I know there are many examples when the domain and co-domain do not coincide. Taking the identity on $X$ from $(X,\tau_1)$ to $(X,\tau_2)$ when $\tau_2$ is coarser than $\tau_1$ gives an infinite family of examples.
However I have been struggling to find an example of such a function between the same topology. I came to think about this because in $\mathbb R$ any bijective continuous function is a homeomorphism.

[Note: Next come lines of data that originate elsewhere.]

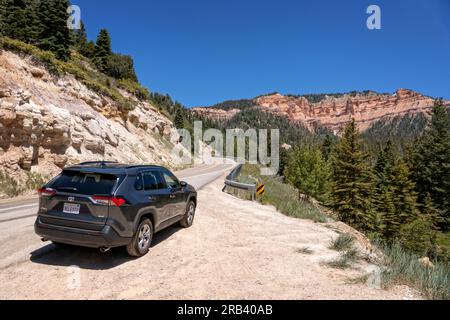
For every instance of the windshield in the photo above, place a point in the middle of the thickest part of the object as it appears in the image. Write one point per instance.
(85, 183)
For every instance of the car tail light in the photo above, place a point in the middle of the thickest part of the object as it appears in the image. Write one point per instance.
(46, 192)
(109, 201)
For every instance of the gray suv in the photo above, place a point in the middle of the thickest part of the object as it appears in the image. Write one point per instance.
(105, 205)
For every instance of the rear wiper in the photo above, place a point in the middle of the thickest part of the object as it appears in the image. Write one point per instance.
(67, 189)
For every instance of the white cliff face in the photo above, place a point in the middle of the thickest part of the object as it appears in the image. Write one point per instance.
(48, 123)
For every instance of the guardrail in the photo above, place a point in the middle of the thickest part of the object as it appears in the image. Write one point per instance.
(230, 181)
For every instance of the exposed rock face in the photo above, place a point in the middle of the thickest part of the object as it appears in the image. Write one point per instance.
(48, 123)
(335, 113)
(216, 114)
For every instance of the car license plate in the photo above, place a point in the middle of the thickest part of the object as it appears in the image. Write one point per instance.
(71, 208)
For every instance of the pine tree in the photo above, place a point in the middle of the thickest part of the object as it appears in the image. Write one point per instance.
(327, 147)
(352, 181)
(431, 164)
(102, 50)
(2, 17)
(55, 35)
(80, 38)
(308, 172)
(404, 197)
(179, 119)
(382, 199)
(89, 50)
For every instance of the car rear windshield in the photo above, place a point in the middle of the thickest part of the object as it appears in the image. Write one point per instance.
(85, 183)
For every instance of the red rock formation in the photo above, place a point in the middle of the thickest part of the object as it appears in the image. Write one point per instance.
(334, 113)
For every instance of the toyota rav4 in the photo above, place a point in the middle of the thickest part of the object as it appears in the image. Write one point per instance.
(105, 205)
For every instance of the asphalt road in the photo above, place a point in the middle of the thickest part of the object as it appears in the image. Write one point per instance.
(19, 214)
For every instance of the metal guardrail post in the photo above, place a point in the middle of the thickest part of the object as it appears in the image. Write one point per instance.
(230, 181)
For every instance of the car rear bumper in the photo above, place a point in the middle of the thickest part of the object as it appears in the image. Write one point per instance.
(107, 237)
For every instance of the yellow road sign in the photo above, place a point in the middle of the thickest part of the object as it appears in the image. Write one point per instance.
(260, 190)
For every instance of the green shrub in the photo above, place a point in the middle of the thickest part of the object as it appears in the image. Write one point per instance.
(342, 242)
(9, 186)
(120, 66)
(403, 267)
(345, 260)
(34, 181)
(134, 88)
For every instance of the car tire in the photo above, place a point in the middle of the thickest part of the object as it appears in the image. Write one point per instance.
(142, 239)
(189, 216)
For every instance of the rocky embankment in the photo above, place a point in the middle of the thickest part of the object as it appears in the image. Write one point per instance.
(335, 112)
(48, 122)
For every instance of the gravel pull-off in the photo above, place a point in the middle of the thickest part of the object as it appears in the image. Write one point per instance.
(235, 250)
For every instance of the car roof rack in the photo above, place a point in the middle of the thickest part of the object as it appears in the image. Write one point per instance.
(102, 163)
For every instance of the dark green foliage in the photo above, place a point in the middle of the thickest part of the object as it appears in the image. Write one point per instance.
(80, 40)
(54, 35)
(102, 50)
(234, 104)
(308, 172)
(89, 50)
(120, 67)
(328, 145)
(404, 197)
(19, 20)
(382, 199)
(431, 164)
(284, 160)
(401, 131)
(179, 119)
(342, 242)
(352, 182)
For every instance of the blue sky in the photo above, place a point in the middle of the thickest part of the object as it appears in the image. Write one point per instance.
(205, 51)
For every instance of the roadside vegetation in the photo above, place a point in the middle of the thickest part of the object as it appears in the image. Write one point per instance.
(11, 188)
(398, 194)
(282, 196)
(400, 266)
(39, 29)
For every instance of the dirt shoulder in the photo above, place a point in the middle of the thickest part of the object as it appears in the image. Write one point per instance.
(235, 250)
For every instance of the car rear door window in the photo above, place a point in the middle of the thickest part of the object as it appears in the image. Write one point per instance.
(153, 180)
(85, 183)
(170, 180)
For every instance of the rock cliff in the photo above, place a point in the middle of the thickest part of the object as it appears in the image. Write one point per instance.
(334, 112)
(48, 122)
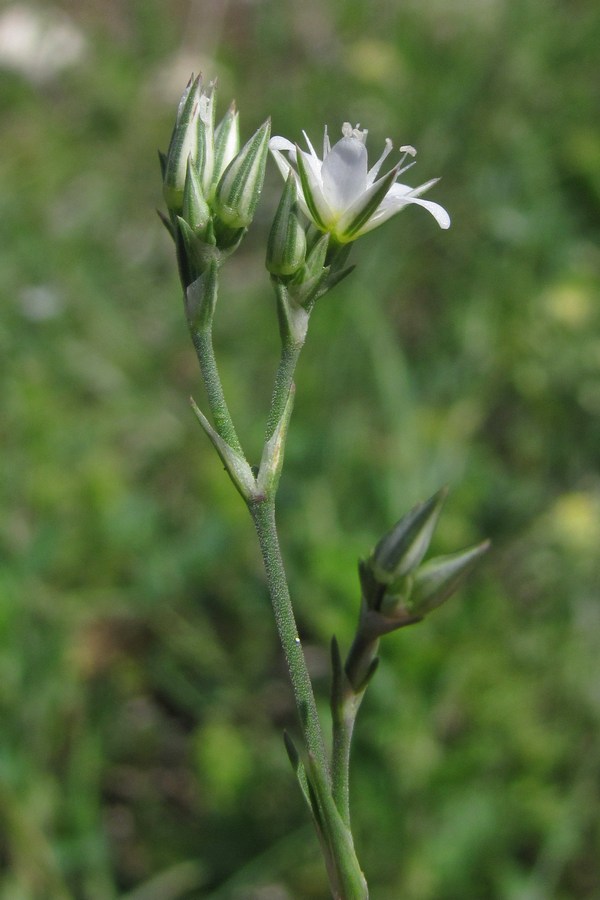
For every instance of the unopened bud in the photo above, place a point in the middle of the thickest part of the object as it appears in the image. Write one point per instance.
(240, 185)
(402, 549)
(286, 246)
(227, 143)
(195, 208)
(183, 145)
(439, 578)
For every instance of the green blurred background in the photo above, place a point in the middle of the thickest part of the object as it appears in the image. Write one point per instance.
(142, 693)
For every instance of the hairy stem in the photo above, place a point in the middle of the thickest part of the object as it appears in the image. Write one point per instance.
(202, 340)
(263, 514)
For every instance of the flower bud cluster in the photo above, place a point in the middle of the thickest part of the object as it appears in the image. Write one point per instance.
(210, 185)
(304, 263)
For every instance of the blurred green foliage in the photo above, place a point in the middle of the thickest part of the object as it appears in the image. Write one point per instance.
(142, 694)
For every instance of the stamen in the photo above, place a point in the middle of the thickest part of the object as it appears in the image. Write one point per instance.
(310, 146)
(373, 171)
(408, 151)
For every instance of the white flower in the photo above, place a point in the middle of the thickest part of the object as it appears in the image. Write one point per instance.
(340, 195)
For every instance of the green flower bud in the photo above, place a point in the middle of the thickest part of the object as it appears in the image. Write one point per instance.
(227, 143)
(439, 578)
(286, 246)
(402, 549)
(241, 183)
(183, 145)
(195, 208)
(205, 157)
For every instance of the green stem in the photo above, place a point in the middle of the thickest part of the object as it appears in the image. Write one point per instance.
(202, 340)
(283, 382)
(263, 514)
(345, 702)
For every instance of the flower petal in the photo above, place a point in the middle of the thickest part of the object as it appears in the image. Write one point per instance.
(311, 191)
(399, 196)
(344, 173)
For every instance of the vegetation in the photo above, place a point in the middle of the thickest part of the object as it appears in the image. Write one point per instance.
(142, 693)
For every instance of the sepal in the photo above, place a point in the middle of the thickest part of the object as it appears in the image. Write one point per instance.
(286, 245)
(227, 143)
(401, 550)
(183, 145)
(241, 184)
(439, 578)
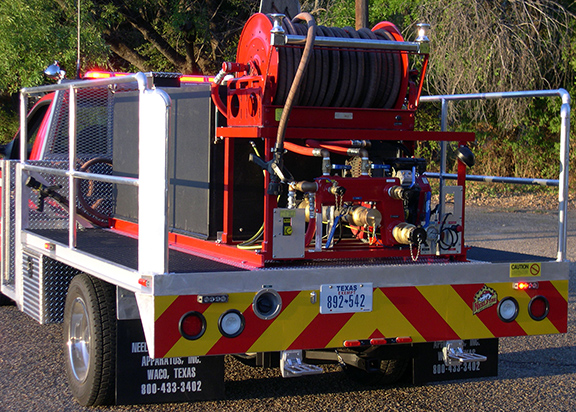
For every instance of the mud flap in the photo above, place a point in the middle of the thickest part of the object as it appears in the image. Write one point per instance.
(428, 363)
(141, 379)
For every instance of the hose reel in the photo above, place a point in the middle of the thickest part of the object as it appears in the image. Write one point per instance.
(365, 69)
(336, 76)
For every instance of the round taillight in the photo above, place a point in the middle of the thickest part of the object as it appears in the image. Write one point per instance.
(192, 325)
(231, 323)
(267, 304)
(508, 309)
(538, 307)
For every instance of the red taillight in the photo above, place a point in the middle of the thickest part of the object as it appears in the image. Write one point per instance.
(538, 307)
(95, 74)
(196, 79)
(192, 325)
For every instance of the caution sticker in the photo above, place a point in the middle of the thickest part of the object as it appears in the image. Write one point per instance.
(525, 270)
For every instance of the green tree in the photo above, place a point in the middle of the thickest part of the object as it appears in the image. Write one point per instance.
(186, 36)
(34, 35)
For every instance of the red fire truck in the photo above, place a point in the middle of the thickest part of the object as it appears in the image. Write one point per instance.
(275, 212)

Thank you in advance, regards.
The simplest - in the sense of least things to verify - examples that I can think of are linear operators on some infinite-dimensional vector spaces. For example, endow the space
$$c_{00}(\mathbb{N}) := \bigl\{ x \colon \mathbb{N}\to \mathbb{C} : \bigl(\exists k\in\mathbb{N}\bigr)(n \geqslant k \implies x(n) = 0)\bigr\}$$
with an $\ell^p$-norm for $1 \leqslant p \leqslant +\infty$, and consider the operator $T$ given by
$$T(x)(n) = 2^{-n}\cdot x(n).$$
Then $T$ is linear, continuous and bijective (easily checked), but its inverse is unbounded, hence not continuous.

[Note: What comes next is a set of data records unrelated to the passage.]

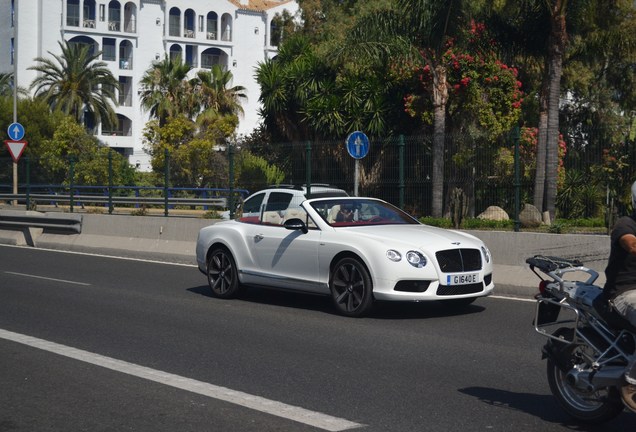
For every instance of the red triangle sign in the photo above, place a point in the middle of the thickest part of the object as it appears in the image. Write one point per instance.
(16, 148)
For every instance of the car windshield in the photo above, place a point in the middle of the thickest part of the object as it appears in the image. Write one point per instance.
(343, 212)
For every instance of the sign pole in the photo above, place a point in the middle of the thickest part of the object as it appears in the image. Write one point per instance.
(356, 178)
(357, 144)
(15, 92)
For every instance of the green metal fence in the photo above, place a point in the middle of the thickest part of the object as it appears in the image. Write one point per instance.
(594, 178)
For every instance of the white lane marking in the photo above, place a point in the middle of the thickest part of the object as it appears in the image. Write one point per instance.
(48, 278)
(501, 297)
(279, 409)
(102, 256)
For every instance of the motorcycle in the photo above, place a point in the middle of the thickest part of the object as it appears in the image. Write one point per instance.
(589, 345)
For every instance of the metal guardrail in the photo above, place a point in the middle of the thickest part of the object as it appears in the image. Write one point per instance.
(100, 199)
(29, 219)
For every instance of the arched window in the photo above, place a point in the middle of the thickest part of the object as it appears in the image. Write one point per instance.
(125, 55)
(88, 20)
(226, 27)
(130, 18)
(72, 13)
(212, 23)
(114, 16)
(175, 52)
(174, 23)
(189, 18)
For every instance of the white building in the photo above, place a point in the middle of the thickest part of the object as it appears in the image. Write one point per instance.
(132, 34)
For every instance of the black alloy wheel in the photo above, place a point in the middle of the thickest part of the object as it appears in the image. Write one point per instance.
(351, 287)
(223, 274)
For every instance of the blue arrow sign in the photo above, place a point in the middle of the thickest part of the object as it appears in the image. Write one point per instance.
(16, 131)
(357, 145)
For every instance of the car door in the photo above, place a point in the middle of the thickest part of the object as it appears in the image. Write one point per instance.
(286, 258)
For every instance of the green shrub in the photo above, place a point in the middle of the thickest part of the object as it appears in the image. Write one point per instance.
(475, 223)
(437, 222)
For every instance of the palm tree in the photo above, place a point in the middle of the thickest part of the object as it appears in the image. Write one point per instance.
(415, 30)
(216, 95)
(6, 84)
(166, 92)
(75, 82)
(287, 81)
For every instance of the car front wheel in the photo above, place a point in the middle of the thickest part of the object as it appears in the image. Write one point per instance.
(351, 288)
(223, 274)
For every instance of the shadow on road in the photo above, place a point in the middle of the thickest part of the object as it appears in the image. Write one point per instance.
(321, 303)
(545, 408)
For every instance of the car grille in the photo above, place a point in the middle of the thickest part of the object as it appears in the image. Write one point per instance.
(459, 260)
(412, 285)
(460, 289)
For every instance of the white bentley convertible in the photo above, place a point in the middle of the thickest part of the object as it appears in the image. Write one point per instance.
(357, 250)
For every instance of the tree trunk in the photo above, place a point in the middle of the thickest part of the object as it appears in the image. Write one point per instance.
(548, 144)
(440, 98)
(556, 50)
(542, 137)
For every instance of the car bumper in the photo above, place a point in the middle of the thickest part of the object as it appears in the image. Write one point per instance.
(390, 290)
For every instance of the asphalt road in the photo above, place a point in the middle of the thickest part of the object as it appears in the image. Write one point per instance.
(101, 344)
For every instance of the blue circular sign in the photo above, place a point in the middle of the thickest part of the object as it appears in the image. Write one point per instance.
(15, 131)
(357, 145)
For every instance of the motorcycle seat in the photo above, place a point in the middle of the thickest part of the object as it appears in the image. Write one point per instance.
(606, 311)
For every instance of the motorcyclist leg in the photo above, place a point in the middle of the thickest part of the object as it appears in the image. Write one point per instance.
(625, 304)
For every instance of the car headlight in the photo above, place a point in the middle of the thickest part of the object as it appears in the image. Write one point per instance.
(486, 253)
(416, 259)
(393, 255)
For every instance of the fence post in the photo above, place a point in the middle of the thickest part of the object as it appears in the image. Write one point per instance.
(166, 180)
(517, 185)
(230, 156)
(28, 181)
(110, 181)
(71, 180)
(308, 167)
(401, 185)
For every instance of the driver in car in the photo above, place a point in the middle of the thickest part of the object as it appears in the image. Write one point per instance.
(620, 287)
(345, 214)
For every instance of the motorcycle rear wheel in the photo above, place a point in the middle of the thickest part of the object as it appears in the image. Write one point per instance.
(588, 406)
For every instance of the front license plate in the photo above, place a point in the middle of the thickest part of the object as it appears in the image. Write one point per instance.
(462, 279)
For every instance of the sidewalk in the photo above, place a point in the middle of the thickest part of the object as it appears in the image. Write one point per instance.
(173, 239)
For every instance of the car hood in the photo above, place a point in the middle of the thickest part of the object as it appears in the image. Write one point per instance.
(420, 236)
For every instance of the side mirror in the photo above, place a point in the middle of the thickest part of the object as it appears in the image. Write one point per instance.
(296, 224)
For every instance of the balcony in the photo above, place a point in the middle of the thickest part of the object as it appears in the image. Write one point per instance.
(125, 64)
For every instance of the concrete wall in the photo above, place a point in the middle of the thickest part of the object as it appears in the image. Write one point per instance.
(174, 238)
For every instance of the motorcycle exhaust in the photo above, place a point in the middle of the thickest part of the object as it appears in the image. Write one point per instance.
(610, 376)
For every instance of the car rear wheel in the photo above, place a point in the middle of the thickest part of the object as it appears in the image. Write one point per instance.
(223, 274)
(351, 288)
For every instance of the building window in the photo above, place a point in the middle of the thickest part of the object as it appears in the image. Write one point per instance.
(72, 13)
(109, 51)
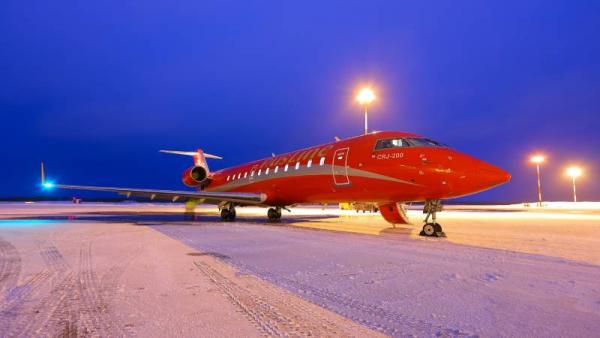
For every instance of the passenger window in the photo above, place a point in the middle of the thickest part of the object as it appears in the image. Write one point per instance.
(390, 143)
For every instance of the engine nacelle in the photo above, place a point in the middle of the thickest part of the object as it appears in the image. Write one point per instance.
(194, 176)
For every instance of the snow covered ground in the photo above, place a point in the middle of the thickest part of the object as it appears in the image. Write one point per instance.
(502, 271)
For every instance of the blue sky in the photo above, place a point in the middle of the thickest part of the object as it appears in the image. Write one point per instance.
(96, 89)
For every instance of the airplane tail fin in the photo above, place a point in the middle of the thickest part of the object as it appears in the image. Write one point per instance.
(198, 155)
(43, 172)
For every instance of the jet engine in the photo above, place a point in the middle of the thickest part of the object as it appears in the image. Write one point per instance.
(194, 176)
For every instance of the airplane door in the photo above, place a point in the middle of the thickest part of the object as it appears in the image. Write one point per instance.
(339, 166)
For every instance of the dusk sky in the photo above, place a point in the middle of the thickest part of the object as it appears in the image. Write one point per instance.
(95, 89)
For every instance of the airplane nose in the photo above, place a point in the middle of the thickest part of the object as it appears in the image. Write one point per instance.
(491, 175)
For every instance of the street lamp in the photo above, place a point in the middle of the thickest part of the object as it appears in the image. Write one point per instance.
(574, 172)
(537, 160)
(365, 97)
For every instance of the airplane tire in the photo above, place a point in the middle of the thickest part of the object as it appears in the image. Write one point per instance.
(273, 215)
(428, 230)
(231, 215)
(224, 214)
(228, 215)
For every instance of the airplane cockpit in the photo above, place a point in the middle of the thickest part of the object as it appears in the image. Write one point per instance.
(401, 142)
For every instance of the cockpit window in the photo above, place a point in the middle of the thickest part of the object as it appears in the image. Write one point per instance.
(424, 142)
(406, 142)
(390, 143)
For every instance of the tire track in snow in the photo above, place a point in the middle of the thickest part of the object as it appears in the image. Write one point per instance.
(271, 312)
(78, 304)
(371, 315)
(10, 269)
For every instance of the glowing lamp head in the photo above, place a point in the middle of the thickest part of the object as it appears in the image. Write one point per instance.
(48, 185)
(365, 96)
(574, 172)
(538, 159)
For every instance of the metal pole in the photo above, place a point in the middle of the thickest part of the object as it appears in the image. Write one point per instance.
(574, 190)
(539, 186)
(366, 123)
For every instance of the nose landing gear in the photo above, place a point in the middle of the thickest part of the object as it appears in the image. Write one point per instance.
(228, 213)
(274, 214)
(432, 229)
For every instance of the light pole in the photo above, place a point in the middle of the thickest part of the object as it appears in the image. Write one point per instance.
(574, 172)
(538, 160)
(365, 97)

Let $\tau$ be the usual topology of $\mathbb R.$ Define a finer topology $\tau_1$ as follows: $$\tau_1=\{X\subseteq\mathbb R:X\cap(0,\infty)\in\tau\}.$$ The function $f(x)=x+1$ is a continuous bijection, but not a homeomorphism, from $(\mathbb R,\tau_1)$ to itself.
Let $K=\{0\}\cup\left\{\frac1n:n\in\Bbb Z^+\right\}$ with the topology that it inherits from $\Bbb R$, let $\Bbb N$ have the discrete topology, and let $X=\Bbb N\times K$ with the product topology. Let
$$A=\{\langle n,y\rangle\in X:n\text{ is odd}\}\;;$$
$A$ is countably infinite, so let $\varphi:\Bbb N\times\{1\}\to A$ be any bijection. Then
$$f:X\to X:\langle n,y\rangle\mapsto\begin{cases} \langle 2n,y\rangle,&\text{if }y=0\\ \left\langle 2n,\frac1{k-1}\right\rangle,&\text{if }y=\frac1k<1\\ \varphi(\langle n,1\rangle),&\text{if }y=1 \end{cases}$$
is a continuous bijection that is not open: $f$ maps the isolated point $\varphi^{-1}(\langle 0,0\rangle)$ to the non-isolated point $\langle 0,0\rangle$.

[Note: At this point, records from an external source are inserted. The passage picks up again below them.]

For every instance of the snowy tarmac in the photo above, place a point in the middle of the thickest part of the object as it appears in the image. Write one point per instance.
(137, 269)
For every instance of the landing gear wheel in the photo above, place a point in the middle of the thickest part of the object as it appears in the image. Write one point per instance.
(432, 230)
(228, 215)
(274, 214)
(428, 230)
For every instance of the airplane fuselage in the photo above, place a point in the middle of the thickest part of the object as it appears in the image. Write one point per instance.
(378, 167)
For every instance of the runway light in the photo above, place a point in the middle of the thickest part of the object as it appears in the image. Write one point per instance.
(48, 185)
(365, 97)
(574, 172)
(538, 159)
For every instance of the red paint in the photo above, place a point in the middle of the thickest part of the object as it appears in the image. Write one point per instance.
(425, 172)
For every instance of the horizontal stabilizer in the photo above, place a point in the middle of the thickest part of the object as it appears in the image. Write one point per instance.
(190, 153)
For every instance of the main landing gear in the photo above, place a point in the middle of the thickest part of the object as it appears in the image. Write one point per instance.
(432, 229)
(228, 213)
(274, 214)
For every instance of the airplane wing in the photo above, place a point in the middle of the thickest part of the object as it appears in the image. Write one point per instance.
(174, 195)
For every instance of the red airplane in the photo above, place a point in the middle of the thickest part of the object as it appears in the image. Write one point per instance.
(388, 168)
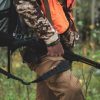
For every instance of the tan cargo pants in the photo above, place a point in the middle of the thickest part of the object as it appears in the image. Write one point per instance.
(63, 86)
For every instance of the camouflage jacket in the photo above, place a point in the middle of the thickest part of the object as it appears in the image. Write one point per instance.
(33, 16)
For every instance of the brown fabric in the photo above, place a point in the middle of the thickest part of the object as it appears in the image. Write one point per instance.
(63, 86)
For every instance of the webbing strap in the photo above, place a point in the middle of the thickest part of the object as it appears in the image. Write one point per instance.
(61, 67)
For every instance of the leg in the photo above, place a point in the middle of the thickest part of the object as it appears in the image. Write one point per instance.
(44, 93)
(63, 86)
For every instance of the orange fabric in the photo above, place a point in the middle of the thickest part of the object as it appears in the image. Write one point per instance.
(68, 2)
(59, 20)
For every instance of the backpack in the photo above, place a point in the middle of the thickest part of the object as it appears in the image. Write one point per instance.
(8, 21)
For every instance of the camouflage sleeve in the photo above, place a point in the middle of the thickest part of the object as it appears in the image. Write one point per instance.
(31, 13)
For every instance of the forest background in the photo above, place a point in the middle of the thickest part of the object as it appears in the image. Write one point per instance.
(87, 19)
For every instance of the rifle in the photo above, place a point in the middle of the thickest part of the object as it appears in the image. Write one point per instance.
(63, 66)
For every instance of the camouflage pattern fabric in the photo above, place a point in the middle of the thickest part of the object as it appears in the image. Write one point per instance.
(33, 17)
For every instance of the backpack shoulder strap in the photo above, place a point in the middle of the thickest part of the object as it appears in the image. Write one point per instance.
(47, 9)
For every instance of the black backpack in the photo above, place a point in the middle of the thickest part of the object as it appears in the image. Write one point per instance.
(8, 22)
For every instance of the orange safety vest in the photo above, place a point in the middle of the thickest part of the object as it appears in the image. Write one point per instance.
(59, 20)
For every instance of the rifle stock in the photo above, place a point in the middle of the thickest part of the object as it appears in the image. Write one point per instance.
(75, 57)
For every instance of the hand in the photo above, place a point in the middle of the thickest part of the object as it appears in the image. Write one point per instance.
(56, 50)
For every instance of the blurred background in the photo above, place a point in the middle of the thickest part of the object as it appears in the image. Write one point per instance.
(87, 19)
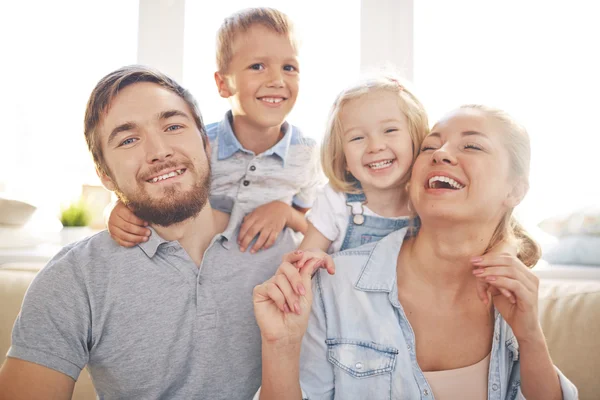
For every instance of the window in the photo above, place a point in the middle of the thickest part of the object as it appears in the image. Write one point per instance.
(57, 52)
(537, 61)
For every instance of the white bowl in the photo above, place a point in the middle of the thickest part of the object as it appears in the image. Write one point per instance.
(15, 212)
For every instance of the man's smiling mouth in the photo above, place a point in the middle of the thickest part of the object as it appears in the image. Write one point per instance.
(168, 175)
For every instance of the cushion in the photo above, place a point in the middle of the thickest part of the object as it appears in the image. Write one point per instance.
(574, 249)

This is simpler than it may at first appear. Pictorially, $X$ is just the disjoint union of countably infinitely many simple sequences:
$$\begin{array}{c|cc} 0&\color{brown}\bullet&\color{brown}\bullet&\color{brown}\bullet&\color{brown}\bullet&\ldots\\ \uparrow&\uparrow&\uparrow&\uparrow&\uparrow&\cdots\\ \frac14&\bullet&\bullet&\bullet&\bullet&\cdots\\ \frac13&\bullet&\bullet&\bullet&\bullet&\cdots\\ \frac12&\bullet&\bullet&\bullet&\bullet&\cdots\\ 1&\bullet&\bullet&\bullet&\bullet&\cdots\\ \hline &0&1&2&3&\cdots \end{array}$$
$A$ consists of the odd-numbered columns. The map $f$ takes all of column $n$ except the bottom point to column $2n$, moving the isolated (black) points down one but leaving the limit (brown) points at the top; the (blue) point at the bottom of column $1$ goes somewhere in $A$.
$$\begin{array}{c|cc} 0&\color{brown}\bullet&\rightarrow&\color{brown}\bullet\\ &\uparrow&&\uparrow&\\ \frac14&\bullet&&\bullet\\ &&\searrow\\ \frac13&\bullet&&\bullet\\ &&\searrow\\ \frac12&\bullet&&\bullet\\ &&\searrow\\ 1&\color{blue}\bullet&&\bullet\\ \hline &1&&2 \end{array}$$
This maps all of $X$ except the bottom row bijectively (and homeomorphically) onto $X\setminus A$, the even columns. The points in the bottom row are isolated, so a continuous map can send them anywhere; $\varphi$ (and hence $f$) simply sends them bijectively to $A$.